Matt and Samantha came to realize that treating their adult children as if they were still kids meant that they were over-functioning as parents, and, in turn, letting their adult children under-function rather than thrive.
I know what it’s like to want to keep your children close to you, and go above and beyond for them. In my own experience as a parent, my third daughter was the subsequent child of a Sudden Infant Death (SIDS) death, my only son having died of SIDS prior to her birth. My other daughters used to tease her and call her Velcro because we held her so tight, but we did not want anything to happen to her. Years later, when she graduated from college, I was so worried about her going off on her own that I even Feng Shui’d my home so that she might launch better. What I realized, with the help of counseling, was that my old patterns of hovering and wrapping her in a bubble of love and worry had created roadblocks. Rather than helping, these roadblocks had (temporarily) stunted her launch.
I recently worked with two separate families who were afraid of (and for) their adult daughter and adult son. They believed these young adults could not thrive out in the real world. These adult children struggled with learning difficulties and anxiety, and because of these challenges their parents set the bar too low. In doing so, they inadvertently and unconsciously gave their children a false sense of entitlement. These children believed they were owed things (like their parents money, time, and excessive care). When these parents learned their adult children were capable, they felt liberated. Their choice to get a robust assessment, and subsequent treatment, was transformative not only to their lives, but also to the lives of their children.
Likewise, I have met many young people who thought school was not the answer for them. They dropped out of school and created a “fantasy occupation.” Here in Hollywood, more often than not, parents report that their adult child wants to become a star, a musician, a rap singer, or a video programmer. These adult children stave off anxiety by creating a fantasy world in which they will soon be the next winner on America’s Got Talent, become an award winning songwriter, or will one day work with Spielberg.
When you challenge the fantasy, your adult child will often strike back. They want to know why you, the parent, don’t trust them or believe in them. They lash out. They leave the parents to pick up the pieces when their dreams inevitably do not come true. While parenting has no easy answers, picking up the pieces (so you, the parent, feel better) may in the long run be detrimental to your child. Instead, parents might consider setting boundaries in what I like to call “compassionate directness,” and allow their adult children to experience the consequences of their behavior. I believe this can be the best set of training wheels a parent can offer.

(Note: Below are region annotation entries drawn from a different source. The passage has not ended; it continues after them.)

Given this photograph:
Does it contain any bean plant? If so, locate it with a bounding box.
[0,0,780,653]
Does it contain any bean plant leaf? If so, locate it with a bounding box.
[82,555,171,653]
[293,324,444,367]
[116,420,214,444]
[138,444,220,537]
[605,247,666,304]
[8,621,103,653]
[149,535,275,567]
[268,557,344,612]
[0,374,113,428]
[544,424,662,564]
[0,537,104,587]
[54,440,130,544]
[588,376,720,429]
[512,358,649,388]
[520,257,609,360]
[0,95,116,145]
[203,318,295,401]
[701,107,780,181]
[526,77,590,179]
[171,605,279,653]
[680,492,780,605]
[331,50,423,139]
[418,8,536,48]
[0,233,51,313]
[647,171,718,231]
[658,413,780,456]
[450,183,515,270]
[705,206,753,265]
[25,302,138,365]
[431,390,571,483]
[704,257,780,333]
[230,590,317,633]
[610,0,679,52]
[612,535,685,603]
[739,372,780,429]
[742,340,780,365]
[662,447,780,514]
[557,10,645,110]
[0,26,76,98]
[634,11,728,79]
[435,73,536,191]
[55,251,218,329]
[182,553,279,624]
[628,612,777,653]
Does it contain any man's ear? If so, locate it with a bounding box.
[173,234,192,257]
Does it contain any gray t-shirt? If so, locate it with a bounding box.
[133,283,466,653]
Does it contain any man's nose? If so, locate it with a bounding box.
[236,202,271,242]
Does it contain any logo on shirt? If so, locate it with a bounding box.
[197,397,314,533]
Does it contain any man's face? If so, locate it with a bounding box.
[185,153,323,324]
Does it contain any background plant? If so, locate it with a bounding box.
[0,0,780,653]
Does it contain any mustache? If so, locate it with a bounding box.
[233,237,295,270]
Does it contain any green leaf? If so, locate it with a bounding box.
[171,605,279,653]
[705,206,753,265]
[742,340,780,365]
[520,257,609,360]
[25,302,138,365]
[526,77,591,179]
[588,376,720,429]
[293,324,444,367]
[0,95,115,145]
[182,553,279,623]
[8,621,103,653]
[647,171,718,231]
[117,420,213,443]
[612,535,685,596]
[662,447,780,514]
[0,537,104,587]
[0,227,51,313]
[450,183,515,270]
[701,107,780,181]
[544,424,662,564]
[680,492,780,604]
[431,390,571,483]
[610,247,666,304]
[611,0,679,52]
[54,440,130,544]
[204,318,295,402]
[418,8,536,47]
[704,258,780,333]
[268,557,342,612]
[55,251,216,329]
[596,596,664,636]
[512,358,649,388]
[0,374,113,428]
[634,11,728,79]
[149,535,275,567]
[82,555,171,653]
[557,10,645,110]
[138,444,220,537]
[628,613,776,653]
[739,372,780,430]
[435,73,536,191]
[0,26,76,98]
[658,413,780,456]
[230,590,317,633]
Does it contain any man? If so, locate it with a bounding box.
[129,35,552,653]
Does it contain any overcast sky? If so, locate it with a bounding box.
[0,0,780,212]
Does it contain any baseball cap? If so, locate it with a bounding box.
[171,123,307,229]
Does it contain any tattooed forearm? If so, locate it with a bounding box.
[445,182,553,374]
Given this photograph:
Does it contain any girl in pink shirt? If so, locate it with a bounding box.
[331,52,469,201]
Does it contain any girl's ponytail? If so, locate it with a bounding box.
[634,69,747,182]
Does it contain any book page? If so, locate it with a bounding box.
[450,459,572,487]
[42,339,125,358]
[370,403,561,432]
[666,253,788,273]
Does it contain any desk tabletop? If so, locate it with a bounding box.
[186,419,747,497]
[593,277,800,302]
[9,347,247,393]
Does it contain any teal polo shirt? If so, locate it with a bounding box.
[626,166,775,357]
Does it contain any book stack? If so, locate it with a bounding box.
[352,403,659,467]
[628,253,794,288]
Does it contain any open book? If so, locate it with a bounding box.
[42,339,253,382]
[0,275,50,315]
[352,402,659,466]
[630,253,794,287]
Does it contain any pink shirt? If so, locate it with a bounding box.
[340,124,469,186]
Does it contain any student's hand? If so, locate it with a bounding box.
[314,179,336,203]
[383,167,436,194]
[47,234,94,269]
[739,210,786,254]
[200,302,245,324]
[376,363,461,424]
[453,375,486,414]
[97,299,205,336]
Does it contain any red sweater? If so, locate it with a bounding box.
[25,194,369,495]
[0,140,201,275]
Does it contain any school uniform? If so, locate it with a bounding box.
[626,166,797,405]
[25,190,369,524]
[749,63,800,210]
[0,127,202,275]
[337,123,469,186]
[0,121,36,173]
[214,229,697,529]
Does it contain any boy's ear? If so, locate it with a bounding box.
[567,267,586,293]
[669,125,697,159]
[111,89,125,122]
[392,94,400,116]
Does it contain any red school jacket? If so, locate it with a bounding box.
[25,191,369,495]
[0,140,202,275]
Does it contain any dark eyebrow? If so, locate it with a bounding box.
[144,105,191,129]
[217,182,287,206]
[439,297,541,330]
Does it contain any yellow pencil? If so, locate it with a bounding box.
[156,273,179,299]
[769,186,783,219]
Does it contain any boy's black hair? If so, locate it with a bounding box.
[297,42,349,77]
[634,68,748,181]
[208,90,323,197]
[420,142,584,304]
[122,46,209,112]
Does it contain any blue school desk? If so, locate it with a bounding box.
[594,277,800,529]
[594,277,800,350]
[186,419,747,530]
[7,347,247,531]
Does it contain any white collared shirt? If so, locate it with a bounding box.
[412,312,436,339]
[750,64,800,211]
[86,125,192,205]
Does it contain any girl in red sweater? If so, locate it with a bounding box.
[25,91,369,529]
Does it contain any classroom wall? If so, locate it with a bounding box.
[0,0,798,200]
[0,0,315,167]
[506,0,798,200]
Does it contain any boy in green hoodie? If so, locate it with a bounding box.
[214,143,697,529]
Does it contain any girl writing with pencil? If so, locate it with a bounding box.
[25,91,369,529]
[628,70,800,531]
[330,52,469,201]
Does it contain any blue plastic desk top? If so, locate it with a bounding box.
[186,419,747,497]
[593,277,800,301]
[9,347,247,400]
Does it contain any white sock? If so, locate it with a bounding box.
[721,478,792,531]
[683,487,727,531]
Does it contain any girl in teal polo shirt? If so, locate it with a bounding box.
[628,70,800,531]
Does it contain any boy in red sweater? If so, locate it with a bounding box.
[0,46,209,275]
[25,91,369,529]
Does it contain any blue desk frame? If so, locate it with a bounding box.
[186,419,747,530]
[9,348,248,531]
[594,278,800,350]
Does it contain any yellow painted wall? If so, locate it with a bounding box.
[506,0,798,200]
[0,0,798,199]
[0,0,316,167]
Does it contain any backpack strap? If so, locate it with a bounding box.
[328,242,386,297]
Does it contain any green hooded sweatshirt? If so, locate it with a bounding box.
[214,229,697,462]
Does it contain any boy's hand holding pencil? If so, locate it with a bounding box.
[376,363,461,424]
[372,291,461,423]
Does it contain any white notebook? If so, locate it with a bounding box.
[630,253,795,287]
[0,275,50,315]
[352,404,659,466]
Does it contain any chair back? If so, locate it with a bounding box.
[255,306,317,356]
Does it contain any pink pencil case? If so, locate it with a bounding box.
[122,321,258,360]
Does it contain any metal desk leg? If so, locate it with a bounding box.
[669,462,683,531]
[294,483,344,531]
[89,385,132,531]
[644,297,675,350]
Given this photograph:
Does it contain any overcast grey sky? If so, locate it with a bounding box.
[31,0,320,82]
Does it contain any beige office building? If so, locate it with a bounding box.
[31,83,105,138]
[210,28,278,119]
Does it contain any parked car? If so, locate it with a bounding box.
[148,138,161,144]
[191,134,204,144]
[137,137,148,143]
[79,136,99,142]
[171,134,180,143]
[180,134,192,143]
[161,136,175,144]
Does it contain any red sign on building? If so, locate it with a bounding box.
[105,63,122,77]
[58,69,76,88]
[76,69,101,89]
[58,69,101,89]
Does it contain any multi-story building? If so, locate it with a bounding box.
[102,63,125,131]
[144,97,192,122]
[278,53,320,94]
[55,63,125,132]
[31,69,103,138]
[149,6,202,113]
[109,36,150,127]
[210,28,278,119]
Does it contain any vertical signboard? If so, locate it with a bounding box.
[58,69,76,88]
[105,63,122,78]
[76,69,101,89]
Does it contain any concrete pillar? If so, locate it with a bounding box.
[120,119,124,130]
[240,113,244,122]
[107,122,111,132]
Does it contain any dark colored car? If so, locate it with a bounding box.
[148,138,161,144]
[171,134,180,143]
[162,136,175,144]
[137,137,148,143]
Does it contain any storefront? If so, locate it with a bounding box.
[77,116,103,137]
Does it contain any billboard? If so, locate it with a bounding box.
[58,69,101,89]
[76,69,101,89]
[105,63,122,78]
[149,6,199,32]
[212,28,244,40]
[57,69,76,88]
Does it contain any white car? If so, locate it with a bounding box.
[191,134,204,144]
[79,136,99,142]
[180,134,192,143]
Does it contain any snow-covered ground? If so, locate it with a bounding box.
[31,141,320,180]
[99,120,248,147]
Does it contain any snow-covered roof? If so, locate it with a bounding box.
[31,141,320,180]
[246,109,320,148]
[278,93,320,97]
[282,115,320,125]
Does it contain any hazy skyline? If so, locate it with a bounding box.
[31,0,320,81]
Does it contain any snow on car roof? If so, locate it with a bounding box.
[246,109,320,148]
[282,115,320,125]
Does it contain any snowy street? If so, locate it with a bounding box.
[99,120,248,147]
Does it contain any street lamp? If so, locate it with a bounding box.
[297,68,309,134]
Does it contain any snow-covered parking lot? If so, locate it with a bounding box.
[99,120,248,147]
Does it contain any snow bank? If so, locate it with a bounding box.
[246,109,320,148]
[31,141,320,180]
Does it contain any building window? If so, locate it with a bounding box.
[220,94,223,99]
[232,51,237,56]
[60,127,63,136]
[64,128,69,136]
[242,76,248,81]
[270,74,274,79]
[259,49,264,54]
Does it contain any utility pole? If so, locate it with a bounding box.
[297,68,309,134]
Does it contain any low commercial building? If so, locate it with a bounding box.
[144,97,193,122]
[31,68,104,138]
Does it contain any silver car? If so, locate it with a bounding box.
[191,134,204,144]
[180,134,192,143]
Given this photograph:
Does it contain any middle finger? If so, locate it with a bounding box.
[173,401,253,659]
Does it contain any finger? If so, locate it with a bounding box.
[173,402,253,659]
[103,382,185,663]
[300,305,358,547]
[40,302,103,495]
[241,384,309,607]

In this ever-evolving world of parenting, it’s best to get expectations and consequences down, so everyone knows where they stand. If it looks like your adult child needs professional help (because of substance misuse and/or anxiety and depression) then it is wise to reach out to a professional like myself who can help assess the situation. A professional can also give appropriate treatment recommendations, and help guide you as parents to reset and craft boundaries (with love and compassion) that will help launch your adult child into the world.